EVALUATE EACH STAGE OF THE PROJECT SEPARATELY
Say the first stage, setting up a Web site, has a net present value of negative $50 million. The second stage, an E-commerce venture to be launched in one year, is tough to value. But let's say the best guess of its net present value is negative $300 million.

UNDERSTAND YOUR OPTIONS
Setting up the Web site gives you the opportunity--but not the obligation--later to launch the E-commerce venture. In a year, you will know better whether that E-commerce opportunity is worth pursuing. If it's not, all you've lost is the investment in the Web site. However, the second stage could be immensely valuable.

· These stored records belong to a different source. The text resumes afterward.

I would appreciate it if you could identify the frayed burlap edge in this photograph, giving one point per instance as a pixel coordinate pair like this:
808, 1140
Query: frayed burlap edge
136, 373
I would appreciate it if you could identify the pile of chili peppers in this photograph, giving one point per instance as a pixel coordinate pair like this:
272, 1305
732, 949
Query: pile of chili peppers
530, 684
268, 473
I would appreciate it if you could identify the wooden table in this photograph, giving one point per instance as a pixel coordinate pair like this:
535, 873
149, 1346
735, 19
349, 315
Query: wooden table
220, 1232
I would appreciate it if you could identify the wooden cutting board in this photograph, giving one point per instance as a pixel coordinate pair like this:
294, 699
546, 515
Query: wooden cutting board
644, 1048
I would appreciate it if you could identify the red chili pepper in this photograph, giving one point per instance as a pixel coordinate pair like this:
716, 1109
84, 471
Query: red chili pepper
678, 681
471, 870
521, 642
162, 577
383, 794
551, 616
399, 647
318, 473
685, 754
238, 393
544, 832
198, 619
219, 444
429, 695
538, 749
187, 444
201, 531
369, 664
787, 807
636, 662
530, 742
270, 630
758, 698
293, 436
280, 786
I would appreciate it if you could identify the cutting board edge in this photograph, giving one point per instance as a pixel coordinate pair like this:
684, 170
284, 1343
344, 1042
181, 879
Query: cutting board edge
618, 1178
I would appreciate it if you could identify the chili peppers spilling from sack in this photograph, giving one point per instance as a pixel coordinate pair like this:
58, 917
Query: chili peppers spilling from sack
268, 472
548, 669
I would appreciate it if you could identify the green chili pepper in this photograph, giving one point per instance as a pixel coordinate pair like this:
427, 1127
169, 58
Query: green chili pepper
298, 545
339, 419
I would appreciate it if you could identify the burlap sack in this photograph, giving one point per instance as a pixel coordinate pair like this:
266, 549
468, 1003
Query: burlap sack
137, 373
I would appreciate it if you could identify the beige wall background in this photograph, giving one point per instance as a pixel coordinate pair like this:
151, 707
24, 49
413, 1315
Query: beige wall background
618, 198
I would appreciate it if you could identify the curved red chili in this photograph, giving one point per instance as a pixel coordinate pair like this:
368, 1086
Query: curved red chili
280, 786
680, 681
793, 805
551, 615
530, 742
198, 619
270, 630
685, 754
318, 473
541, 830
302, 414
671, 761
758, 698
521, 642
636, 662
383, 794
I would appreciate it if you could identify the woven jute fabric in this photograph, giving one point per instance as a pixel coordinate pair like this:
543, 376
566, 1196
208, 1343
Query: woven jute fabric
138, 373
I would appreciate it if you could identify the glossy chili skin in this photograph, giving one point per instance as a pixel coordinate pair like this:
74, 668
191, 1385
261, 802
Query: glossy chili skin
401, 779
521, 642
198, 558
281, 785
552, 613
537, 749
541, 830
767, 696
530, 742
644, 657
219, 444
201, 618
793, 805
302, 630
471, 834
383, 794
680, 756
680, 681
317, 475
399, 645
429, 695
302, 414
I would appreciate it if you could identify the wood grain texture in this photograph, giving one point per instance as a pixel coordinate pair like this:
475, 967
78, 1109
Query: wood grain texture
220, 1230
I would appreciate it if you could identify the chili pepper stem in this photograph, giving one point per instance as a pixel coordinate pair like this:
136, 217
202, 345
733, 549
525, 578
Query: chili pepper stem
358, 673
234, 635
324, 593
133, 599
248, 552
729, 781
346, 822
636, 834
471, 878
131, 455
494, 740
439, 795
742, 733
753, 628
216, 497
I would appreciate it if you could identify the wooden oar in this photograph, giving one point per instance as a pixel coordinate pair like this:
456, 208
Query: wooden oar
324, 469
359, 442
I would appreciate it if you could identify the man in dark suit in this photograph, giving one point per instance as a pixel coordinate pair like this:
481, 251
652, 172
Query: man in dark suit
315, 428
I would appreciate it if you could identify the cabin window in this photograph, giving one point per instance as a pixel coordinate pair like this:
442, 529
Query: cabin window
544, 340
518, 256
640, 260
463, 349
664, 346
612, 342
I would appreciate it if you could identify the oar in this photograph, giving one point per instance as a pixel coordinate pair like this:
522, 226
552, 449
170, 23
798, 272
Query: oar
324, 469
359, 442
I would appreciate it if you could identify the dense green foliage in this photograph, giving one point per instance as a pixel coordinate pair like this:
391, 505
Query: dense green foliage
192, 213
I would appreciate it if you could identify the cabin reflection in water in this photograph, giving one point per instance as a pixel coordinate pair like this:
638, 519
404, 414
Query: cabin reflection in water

REEVALUATE THE PROJECT USING AN OPTIONS MIND-SET
In the stock market, formulas such as Black-Scholes calculate how much you should pay for an option to buy, say, IBM at $260 a share by June 30 if its current price is $230. Think of the first stage of your Internet project as buying such an option--risky and out-of-the-money, but cheap.

GO FIGURE
Taking into account the limited downside of building a Web site and the huge--albeit iffy--opportunities it creates, real-options analysis could give the overall project a present value of, say, $70 million. So the no-go changes to a go.